L'uso che l'Occidente ha fatto, in questi ultimi anni, del tema dei diritti, giustificando pesanti interventi verso Stati deboli e rinunciando a intervenire nei confronti di quelli potenti, è assai pericoloso e costituisce una delle maggiori cause del loro ridimensionamento. Il grave stravolgimento che di essi si è operato, trasformandoli nella tutela del potere dei forti e in strumento funzionale alla conservazione di uno stato di grande sperequazione, che consacra la soggezione dei poveri, ha gettato in un profondo discredito la categoria dei diritti dell'uomo. A questo forte motivo di sospetto si aggiunge poi (e con esso interagisce, costituendo un ulteriore nodo critico) la considerazione che le stesse attuali definizioni dei diritti umani - quelle contenute nelle Carte emanate dalle Costituzioni e dai trattati internazionali (si veda quella delle Nazioni Unite del 1948) promulgati dopo la Seconda guerra mondiale - in quanto nate in Occidente riflettono il clima culturale proprio di quell'area del mondo e risultano perciò difficilmente esportabili in contesti culturali diversi. Non ha allora ragione M. Ignatieff (cfr. Una ragionevole apologia dei diritti umani, Feltrinelli, Milano 2002) di postulare una fondazione "leggera" e "minimalista" dei diritti, che rinunci a conferire a essi una dignità metapolitica ed etica, tale da giustificare la loro imposizione a tutte le culture, per concepirli come espressione di una semplice operazione politica e pratica, soggetta perciò a costanti trasformazioni?
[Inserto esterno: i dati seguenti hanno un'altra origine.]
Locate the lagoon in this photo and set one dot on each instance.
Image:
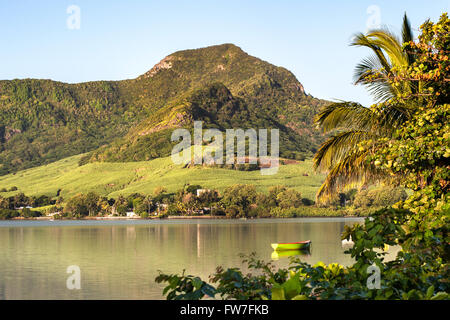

Il rischio di tale posizione è la caduta in un radicale relativismo, che finirebbe per negare l'esistenza di comportamenti - si veda ad esempio la tortura - la cui condanna deve essere radicale e senza condizioni. Sembra tuttavia possibile evitare tale caduta, distinguendo l'istanza soggiacente ai diritti umani che ha carattere di universalità dai contenuti storico concreti, in larga misura dipendenti dai contesti socioculturali nei quali vengono elaborati. Il riconoscimento di questa distinzione obbliga a mettere in atto, nel contesto di un mondo globalizzato come il nostro, un confronto interculturale allargato, nel quale non si tratta tanto di ricercare convergenze teoriche impossibili da raggiungere quanto - come giustamente osservava a suo tempo J. Maritain - di affrontare, sul terreno della prassi, i nodi critici che esigono di essere con urgenza risolti. Ma la possibilità che questo avvenga in un clima di serenità è legata, oltre che a una sincera volontà di dialogo da tutte le parti, alla rinuncia dell'Occidente a far valere ragioni assolutamente pretestuose come quelle invocate di recente a sostegno di operazioni di stampo imperialistico e alla disponibilità a ridiscutere l'attuale ordine (disordine) internazionale riconoscendo lo stato di ingiustizia esistente e cercando nuove forme di equilibrio nella distribuzione dei beni tra i popoli della terra.